Costa Rican’s U.S. Expats May Be Paying Twice For Health Care

U.S. Expats may find themselves paying for Health Care twice

U.S. Expats may find themselves paying twice for Health Care

With the passing and the presidential signing of the U.S. Health Care Reform bill and assuming that it does become a law (13 states filed lawsuits in the US, stating it was unconstitutional)  Costa Rica expats may have a serious problem. They may be forced to carry health insurance in both the U.S. and Costa Rica, I guess you can say a form of double taxation.

According to the health bill, ALL citizens of the U.S. will be forced to carry health insurance at a cost that is a percentage of your income, which is based on Social Security, IRA, retirement funds, interest, dividend income, business income etc etc.  With that said, the IRS has been named as the official collector and enforcer, meaning they are the ones that are going to make sure you paid it. The IRS will have the power to lien your property, garnish your wages including your social security check, and do whatever means possible to collect and enforce these premiums as they have done for taxes.

As a U.S. citizen (expatriate) or resident alien, your worldwide income generally is subject to U.S. income tax regardless of where you are living. Also, you are subject to the same income tax return filing requirements that apply to U.S. citizens or residents living in the United States though generally your filing dates may be extended.

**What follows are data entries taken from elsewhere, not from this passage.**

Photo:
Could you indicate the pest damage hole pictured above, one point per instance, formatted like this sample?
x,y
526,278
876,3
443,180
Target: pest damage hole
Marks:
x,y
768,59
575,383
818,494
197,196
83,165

Now this is where the screwing part comes in, many expats and permanent resident card holders in Costa Rica, starting March 1, 2010, a new requirement for foreign residents (including those of the US) must show proof of insurance from the government Caja Costarricense de Seguro Social. Now this cost varies from being Independent worker or a voluntary insurance. To seek Costa Rica residency the law requires a minimum of $2000 a month of income or for the sake of this article, about $130 a month (10-11% of income) for Caja costs or monthly premiums.

Now since many expats still have their U.S. citizenship, and file income tax returns since their income comes for the U.S., more than likely they will ALSO have to pay for the U.S. Health Plan Reform. And if they don’t, may find themselves with IRS problems.

According to an attorney friend, who has done a considerable amount of research on the U.S. health bill, claims, he has seen nothing in the bill that gives you some type of immunity if you have a health care program outside the U.S.. He believes that those taxpayers living abroad will probably be liable to pay the U.S Health Care Reform premiums!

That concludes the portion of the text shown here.